Reviewers help by encouraging clear communication. They also understand the context of the changes. This ensures the review is thorough, fast, and leads to useful changes.
Focus on the big picture
The PR reviewers should focus on the big picture. They should consider how the changes fit into the project. They should consider the changes’ impact on existing functions. Not getting too bogged down in minor style issues is key. They don’t much affect the project’s goals and that is important. Following a style guide is important. But, in a project, we should welcome the small personal differences in coding styles.
Provide Clear, Actionable Feedback
The reviewer should also focus on giving clear feedback. The feedback should be something the raiser can use to improve the pull request. Using specific examples or suggesting alternative implementations helps clarify the feedback shared.
Foster a Culture of Learning and Improvement
The review process plays a key role in a Data Science team. It fosters a culture of learning and improvement in the team. The reviewer should always seek ways to encourage sharing. They should do this during the review process.
Example
I am a fan of explaining with examples. So, here’s an example of a well-crafted PR in a simple Python project. It adds a new feature: a function to calculate factorials. This example will follow the best practices outlined in the article
Title of the Pull Request
Add factorial function to math utilities
Description
## Overview
This pull request introduces a new function, `calculate_factorial`, to our collection of mathematical utility functions. The addition of this function aims to extend our utility module's capabilities, allowing it to support factorial calculations which are frequently required in combinatorial mathematics and algorithmic challenges.
## Changes Made
- Implemented `calculate_factorial` in `math_utils.py` which takes an integer input and returns its factorial.
- Added unit tests in `test_math_utils.py` to ensure the correctness of the factorial function across a range of inputs, including edge cases like 0 and 1.
## How to Test
1. Pull this branch into your local environment.
2. Run the unit tests using the command: `python -m unittest discover -s tests`.
3. All tests should pass, verifying the correct implementation of the factorial function.
## Related Issue
This PR addresses the feature request outlined in Issue #1234.
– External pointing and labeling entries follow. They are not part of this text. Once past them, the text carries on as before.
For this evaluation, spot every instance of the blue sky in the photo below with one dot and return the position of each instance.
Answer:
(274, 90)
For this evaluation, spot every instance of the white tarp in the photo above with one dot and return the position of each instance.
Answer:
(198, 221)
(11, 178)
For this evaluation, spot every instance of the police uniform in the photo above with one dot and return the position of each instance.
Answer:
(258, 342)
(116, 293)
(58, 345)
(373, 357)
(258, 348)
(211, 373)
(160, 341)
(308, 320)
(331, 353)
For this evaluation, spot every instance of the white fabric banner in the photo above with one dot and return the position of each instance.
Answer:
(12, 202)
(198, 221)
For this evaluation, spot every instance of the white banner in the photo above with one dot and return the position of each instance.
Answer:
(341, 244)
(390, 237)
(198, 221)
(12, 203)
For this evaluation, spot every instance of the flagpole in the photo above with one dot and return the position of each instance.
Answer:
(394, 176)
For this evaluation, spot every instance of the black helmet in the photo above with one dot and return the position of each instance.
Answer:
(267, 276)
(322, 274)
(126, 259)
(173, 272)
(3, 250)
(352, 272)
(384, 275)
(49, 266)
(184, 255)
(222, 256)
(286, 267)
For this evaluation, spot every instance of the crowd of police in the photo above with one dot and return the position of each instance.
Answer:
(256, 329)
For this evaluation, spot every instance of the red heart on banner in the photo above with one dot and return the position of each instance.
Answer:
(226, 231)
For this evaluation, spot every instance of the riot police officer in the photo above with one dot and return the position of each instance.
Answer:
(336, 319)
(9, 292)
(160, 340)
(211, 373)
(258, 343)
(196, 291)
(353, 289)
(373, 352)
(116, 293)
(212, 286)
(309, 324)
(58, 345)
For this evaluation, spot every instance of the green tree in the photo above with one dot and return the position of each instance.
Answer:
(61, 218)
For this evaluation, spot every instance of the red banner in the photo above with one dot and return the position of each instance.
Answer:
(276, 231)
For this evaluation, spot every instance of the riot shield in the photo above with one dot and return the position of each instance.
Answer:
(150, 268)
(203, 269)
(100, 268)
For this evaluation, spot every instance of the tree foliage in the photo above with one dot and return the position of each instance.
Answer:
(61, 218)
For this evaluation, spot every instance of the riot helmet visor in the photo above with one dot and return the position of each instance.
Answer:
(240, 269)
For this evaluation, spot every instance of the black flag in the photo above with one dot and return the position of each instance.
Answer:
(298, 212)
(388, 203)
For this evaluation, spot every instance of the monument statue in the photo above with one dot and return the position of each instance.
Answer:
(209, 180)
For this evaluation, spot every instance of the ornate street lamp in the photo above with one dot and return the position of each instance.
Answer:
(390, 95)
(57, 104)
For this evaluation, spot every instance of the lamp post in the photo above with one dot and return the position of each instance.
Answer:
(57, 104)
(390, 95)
## Screenshots/Output Snippets
For a quick verification, here’s an example output of the function when input is 5:
>>> from math_utils import calculate_factorial
>>> calculate_factorial(5)
120
As always, I appreciate your feedback and am open to any suggestions or changes you think might improve this implementation. Thank you for considering this addition to our project!
Key Points in This Pull Request Example:
- Title: The title is concise, clearly indicating what the PR aims to add without requiring the reader to dive into the details immediately.
- Overview: Provides a summary of what this PR is about and the rationale behind it.
- Changes Made: Lists the specific changes made in this PR, enhancing transparency and making it easier for reviewers to understand the scope of the PR.
- How to Test: Includes clear testing steps, allowing reviewers to easily verify the functionality added or changed.
- Related Issue: Links the PR to any related issue(s), providing context and ensuring it’s easy to track the development process.
- Screenshots/Output Snippets: Offers a quick way to see the result of the change, aiding in the review process.
Conclusion: Harnessing the Collective Wisdom
- Pull requests are a catalyst for collaboration and knowledge sharing within Data Science teams. Following best practices can turn these requests into chances to grow and improve.
- Improving how we handle pull requests makes the codebase strong and efficient. It also shows our expertise. This keeps our projects at the cutting edge. Every contributor drives them with diverse insights and careful work.
- Embracing both raisers’ and reviewers’ views in pull requests enriches our understanding. It shows the collaborative journey in software development. It helps us appreciate it, leading to better, more resilient, and innovative solutions.